The blacklist includes 373 east coast residential buildings, most of which are serviced apartments, resorts or student accommodation.
The list also includes projects in the federal government's National Rental Affordability Scheme.
The list includes 100 projects – both off the plan and completed – in NSW, 146 projects in Victoria, and 127 in Queensland.
A development in Forster on the NSW mid-coast was tagged “No lending. Refer to credit hotline” on the list.
A Melbourne office conversion into one-bedroom units was deemed unsuitable by the bank ''due to poor amenity'' – the bedrooms have no windows.
A Queensland project was barred because ''there are concerns the developer may not be able to complete the project, which may impact on the saleability of existing homes''.

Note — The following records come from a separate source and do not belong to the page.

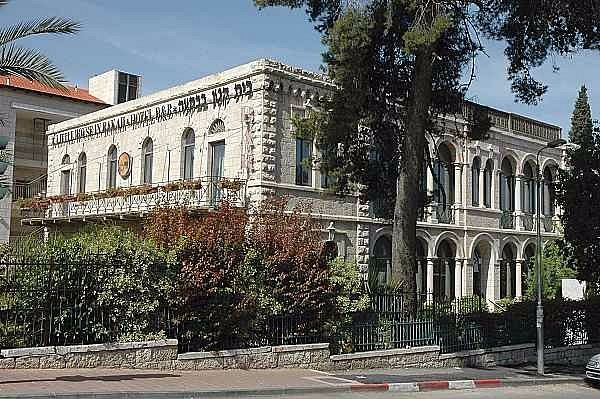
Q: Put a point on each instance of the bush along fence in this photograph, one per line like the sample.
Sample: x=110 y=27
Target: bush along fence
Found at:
x=100 y=298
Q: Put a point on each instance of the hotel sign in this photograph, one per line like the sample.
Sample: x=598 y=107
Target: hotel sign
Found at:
x=219 y=97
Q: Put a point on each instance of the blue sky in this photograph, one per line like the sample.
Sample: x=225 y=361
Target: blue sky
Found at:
x=177 y=41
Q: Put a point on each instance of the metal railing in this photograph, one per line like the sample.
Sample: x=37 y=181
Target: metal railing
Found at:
x=445 y=213
x=513 y=123
x=507 y=220
x=549 y=226
x=34 y=188
x=201 y=193
x=527 y=221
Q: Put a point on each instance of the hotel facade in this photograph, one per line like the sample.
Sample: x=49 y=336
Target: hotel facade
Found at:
x=230 y=136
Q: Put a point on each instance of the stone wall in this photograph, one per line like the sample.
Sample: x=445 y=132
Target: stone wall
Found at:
x=163 y=355
x=576 y=355
x=149 y=354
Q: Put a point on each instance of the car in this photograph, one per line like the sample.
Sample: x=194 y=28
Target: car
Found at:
x=592 y=370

The list also includes a resort southeast of the Melbourne near Western Port Bay.
The list of ''unacceptable'' buildings was obtained by The Age property editor Simon Johanson, having been circulated by one of the big four banks to mortgage brokers in late 2010.
The newspaper report doesn’t identify the bank or any of the buildings.
The article notes a denial from the NAB, which says NAB did not keep a list of buildings that the bank will not finance. “We look at every inquiry on its merits and make a decision on a case-by-case basis,'' a bank spokesperson says.
A CBA spokeswoman said while the bank had a ''watch list'' of developments that required extra care for credit and valuations, it did not have a blacklist of buildings it would not finance.
Westpac and ANZ were approached by the newspaper for comment but did not respond. Property Observer has also approached Westpac and ANZ but has received no response from ANZ.
A spokeswoman for Westpac says the bank does not have a blacklist.
“We have policies and procedures in place to assess applicants and scenarios and make decisions on a case-by-case basis,” she says.
The list indicated the unnamed bank barred financing for all developments associated with the federal government's National Rental Affordability Scheme, an initiative designed to boost housing for low-income earners around the country.
It has long been known that lenders often decline to provide finance for buyers of apartment buildings once they reach pre-set exposure limits, commonly when 15% to 25% of the total number of apartments have already been financed by the lender.